A song for pilgrims ascending to Jerusalem. A psalm of David. LORD, my heart is not proud; my eyes are not haughty. I don’t concern myself with matters too great or too awesome for me to grasp.

  2 Instead, I have calmed and quieted myself, like a weaned child who no longer cries for its mother’s milk. Yes, like a weaned child is my soul within me.

  3 O Israel, put your hope in the LORD– now and always.” (NLT  Psalm 131:1-3, italics mine)

All night long I search for you; in the morning I earnestly seek for God.” (NLT Isaiah 26:9a, italics mine)

Our puppy is fairly contented a good deal of the time.  Much of the time, she is satisfied with lying on my lap or my wife’s lap for longish periods of time.  Such long contented lies help us to relax as well, I think.  (Besides, she keeps our laps warm!)

However, there are other times when she will not be denied.

Take the other day, for example.  I had her blocked off in the kitchen, while I was lying on the living room floor, doing some stretches.  These exercises help with back and hip problems.  Our puppy paced back and forth in front of the gates that I placed between the kitchen and the living room.

Our little girl is afraid of the gates.  She has succeeded in knocking them down on at least one occasion, and it frightened her pretty badly.  So she tends to stay well back from them.

This time, however, while I was doing my stretches, I noticed her getting closer and closer to the gates.  She stood on her hind legs, whining, trying to get into the living room.
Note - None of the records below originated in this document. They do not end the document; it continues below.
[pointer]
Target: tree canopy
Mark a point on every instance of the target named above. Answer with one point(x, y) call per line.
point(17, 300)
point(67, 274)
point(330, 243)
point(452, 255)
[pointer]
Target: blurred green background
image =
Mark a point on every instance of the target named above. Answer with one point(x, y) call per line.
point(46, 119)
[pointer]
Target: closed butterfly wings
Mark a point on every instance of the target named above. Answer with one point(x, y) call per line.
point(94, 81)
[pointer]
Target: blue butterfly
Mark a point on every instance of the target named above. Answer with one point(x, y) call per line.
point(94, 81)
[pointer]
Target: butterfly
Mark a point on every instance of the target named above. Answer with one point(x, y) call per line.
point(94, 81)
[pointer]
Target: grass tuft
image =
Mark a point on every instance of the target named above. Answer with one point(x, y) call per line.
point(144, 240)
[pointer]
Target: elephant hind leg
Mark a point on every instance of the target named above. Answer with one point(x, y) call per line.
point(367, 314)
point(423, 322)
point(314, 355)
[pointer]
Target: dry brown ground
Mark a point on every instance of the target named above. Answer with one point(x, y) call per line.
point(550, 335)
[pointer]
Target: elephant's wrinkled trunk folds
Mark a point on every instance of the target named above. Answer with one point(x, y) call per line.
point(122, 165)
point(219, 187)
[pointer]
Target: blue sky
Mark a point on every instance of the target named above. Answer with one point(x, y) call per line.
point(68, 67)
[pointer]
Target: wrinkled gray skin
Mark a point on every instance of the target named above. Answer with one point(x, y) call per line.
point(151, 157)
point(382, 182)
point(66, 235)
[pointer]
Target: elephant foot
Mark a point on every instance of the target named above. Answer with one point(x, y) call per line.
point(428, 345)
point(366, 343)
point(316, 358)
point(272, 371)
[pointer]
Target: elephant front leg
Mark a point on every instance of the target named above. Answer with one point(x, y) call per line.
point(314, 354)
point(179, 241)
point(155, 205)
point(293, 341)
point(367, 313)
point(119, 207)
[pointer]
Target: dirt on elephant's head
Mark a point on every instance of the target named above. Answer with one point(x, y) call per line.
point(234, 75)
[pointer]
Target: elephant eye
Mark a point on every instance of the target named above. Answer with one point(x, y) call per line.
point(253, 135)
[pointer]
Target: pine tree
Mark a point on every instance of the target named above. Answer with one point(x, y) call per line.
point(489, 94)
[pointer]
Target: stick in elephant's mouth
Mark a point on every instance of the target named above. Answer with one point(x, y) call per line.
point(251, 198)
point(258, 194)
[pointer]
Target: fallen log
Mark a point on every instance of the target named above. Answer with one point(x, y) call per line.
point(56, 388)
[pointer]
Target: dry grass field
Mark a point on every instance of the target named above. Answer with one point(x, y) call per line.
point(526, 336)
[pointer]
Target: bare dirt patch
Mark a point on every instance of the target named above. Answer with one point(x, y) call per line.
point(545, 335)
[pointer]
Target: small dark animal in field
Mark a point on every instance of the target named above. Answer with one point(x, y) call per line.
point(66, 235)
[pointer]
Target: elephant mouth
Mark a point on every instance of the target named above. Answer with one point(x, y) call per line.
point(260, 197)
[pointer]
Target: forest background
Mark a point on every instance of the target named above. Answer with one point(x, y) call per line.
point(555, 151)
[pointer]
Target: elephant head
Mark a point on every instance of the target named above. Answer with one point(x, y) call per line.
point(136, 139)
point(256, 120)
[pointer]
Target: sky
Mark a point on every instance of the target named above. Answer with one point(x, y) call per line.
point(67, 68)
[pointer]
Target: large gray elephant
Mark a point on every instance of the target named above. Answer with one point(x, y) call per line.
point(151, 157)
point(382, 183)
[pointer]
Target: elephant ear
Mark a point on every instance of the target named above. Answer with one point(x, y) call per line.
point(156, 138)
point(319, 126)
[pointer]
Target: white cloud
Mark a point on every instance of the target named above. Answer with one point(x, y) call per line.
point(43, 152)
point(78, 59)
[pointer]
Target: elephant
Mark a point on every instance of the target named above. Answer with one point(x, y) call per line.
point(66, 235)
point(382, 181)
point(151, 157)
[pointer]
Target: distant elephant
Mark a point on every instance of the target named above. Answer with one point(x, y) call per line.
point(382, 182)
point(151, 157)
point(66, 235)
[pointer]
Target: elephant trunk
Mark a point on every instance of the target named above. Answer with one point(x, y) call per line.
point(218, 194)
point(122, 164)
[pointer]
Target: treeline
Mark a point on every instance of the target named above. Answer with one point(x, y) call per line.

Finally, she went to the edge of the door jamb, where there was a small, barely puppy-sized gap.  I just had time to notice the courage and determination in her eyes, before she was in, and I was smothered with kisses on my bald head.

I think that God values those times when we simply rest in him, like a small, weaned child who leans against his or her mother’s breast, but not for food.  After all, as the psalmist says, he is like a weaned child.  Instead of needing anything, the psalmist is leaning against God just for warmth and affection—for God’s presence.  Like any good mother, God loves those times.

But God also values those times when we seek him in spite of all the barriers—real and imaginary—that keep us from God.  He loves that courageous, determined look that precedes us bursting into his presence.

So, rest and seek!  Seek and rest!  Either way, God loves it.  And God loves you!